A small share of able-bodied young people and a large number of old people can provoke poverty and, as a result, public discontent - both of those and others. All this can turn into riots and protests. And here the authors fear that the governments of countries that are unable to extinguish the internal conflict will inflate external ones in an attempt to rally their populations.

Do not forget that the book by Ibbitson and Bricker comes out at a time when US President Donald Trump is pursuing his anti-immigration policy. The authors argue that for the sake of prosperity America needs migrants, a constant flow of fresh blood and new strength. Canada is cited as an example, attracting migrants and developing multiculturalism.

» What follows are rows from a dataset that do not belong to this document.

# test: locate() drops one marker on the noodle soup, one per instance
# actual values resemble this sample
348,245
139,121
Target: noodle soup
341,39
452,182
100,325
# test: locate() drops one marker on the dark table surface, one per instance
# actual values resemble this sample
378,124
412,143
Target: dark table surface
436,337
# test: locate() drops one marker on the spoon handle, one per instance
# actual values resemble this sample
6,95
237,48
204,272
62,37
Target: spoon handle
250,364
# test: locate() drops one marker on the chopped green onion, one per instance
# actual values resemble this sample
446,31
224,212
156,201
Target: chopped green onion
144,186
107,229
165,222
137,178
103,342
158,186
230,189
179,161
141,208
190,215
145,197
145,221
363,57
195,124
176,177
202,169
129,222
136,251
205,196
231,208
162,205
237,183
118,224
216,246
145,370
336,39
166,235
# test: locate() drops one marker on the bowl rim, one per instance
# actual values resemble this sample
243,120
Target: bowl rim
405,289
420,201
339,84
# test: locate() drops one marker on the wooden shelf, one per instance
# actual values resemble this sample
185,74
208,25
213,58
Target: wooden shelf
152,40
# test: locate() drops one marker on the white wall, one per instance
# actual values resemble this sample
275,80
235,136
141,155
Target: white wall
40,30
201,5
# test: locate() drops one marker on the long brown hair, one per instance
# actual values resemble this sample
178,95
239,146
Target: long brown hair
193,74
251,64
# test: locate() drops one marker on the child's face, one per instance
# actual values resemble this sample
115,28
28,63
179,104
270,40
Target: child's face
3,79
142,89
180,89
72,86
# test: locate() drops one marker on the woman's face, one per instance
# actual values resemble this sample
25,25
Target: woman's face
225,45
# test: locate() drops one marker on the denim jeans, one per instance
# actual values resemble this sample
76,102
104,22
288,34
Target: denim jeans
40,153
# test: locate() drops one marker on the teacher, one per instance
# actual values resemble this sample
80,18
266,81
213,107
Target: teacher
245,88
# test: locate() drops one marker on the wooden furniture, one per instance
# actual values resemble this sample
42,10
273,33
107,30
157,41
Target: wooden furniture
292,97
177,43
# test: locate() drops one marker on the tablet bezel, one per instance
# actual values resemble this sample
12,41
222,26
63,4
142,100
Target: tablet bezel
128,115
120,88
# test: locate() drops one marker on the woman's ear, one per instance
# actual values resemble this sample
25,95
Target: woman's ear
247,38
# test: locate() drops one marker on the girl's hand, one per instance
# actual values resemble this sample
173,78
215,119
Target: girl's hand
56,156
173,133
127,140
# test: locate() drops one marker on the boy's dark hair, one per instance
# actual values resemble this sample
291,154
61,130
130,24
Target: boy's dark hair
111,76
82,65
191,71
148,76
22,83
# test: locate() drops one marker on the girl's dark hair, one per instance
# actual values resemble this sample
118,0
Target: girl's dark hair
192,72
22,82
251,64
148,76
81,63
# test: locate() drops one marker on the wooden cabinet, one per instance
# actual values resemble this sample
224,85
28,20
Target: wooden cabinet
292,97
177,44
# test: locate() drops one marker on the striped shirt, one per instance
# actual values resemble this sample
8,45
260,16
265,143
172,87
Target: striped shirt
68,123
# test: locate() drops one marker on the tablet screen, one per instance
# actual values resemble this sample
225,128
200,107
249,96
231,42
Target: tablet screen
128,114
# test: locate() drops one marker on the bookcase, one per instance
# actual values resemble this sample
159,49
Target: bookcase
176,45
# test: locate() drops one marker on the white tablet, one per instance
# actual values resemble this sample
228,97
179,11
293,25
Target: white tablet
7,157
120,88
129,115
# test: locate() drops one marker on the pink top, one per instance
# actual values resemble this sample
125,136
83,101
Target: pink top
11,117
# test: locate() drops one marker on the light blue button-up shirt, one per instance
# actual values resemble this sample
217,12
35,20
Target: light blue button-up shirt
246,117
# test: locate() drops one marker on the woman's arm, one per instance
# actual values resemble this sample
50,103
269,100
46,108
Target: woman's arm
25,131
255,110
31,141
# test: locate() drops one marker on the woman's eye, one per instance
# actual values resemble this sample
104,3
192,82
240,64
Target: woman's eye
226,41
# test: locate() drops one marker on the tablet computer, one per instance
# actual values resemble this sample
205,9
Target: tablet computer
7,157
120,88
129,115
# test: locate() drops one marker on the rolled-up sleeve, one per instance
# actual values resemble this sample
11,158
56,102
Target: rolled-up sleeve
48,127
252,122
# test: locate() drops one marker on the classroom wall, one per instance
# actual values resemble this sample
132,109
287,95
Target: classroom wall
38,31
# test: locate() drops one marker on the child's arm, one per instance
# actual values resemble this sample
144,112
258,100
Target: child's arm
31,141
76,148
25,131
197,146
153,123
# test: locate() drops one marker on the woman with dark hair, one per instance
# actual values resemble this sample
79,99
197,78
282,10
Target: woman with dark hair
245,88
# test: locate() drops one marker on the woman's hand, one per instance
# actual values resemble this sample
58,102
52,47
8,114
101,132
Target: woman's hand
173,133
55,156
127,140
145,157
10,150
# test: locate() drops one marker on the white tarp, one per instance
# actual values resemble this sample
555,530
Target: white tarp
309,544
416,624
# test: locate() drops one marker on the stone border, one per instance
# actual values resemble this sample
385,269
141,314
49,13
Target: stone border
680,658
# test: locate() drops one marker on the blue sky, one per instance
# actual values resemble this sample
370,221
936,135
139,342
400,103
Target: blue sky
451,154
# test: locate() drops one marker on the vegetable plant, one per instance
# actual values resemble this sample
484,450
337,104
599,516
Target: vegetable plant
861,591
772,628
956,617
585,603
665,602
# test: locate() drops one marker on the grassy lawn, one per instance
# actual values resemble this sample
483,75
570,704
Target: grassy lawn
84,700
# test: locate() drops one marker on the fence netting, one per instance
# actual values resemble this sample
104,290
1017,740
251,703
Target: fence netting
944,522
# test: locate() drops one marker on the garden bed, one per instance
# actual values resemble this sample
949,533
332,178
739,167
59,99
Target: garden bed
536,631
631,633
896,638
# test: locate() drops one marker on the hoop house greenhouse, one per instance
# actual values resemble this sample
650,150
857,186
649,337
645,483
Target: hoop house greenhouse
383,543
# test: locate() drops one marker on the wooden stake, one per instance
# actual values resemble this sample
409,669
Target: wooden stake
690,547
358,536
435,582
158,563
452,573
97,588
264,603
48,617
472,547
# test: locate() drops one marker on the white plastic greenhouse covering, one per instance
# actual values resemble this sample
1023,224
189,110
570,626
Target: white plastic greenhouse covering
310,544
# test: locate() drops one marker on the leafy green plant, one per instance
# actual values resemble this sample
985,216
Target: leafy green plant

However, the authors still assume the possibility of changing these trends. The period of population decline also cannot last forever. What if in the future people still do not want to meet old age without children and grandchildren?

Not everyone panics

Many researchers also disagree with the fact that the hyperbolic growth of the planet's population will continue indefinitely. American demographer Warren Thompson identified three demographic stages in human history. The first was characterized by a high birth rate, but at the same time a high mortality rate. In those days, few lived to be 50 years old. War, disease, malnutrition and high infant mortality served as natural limiters of population size. We overcame it by the 18th century. There are fewer epidemics, people eat better and get sick less. Mortality is declining, but fertility is still rising. This is the second stage. Now we are entering the third: not only mortality is decreasing, but also fertility. When it spreads to the entire planet, population reproduction will be reduced to a simple replacement of generations and, as a result,to stabilize the population.

Professor Sergei Kapitsa believed that upon reaching its peak, the world's population would begin to decline. He assumed that the population would stabilize by 2135 at 12-14 billion people.

The issue of overpopulation of the planet can be approached from the other side. Advances in technology can lead to the fact that the Earth will be able to feed more people than now. Such a scenario is considered quite possible by the well-known Russian demographer Yevgeny Andreev.

David Satterthwaite of the London International Institute for Environment and Development is convinced that the problem is not in the number of people living on the planet, but in the number of consumers, and the scale and nature of consumption. This opinion is shared by the Swiss sociologist Klaus Leisinger. He notes that if all people lived in the same way as the Brazilian Indians living in the pristine forests of the Amazon, then the planet could be home to 20 to 30 billion people. But if everyone consumes natural resources in the same quantities as the inhabitants of America, then from an environmental point of view, our planet has long been overpopulated.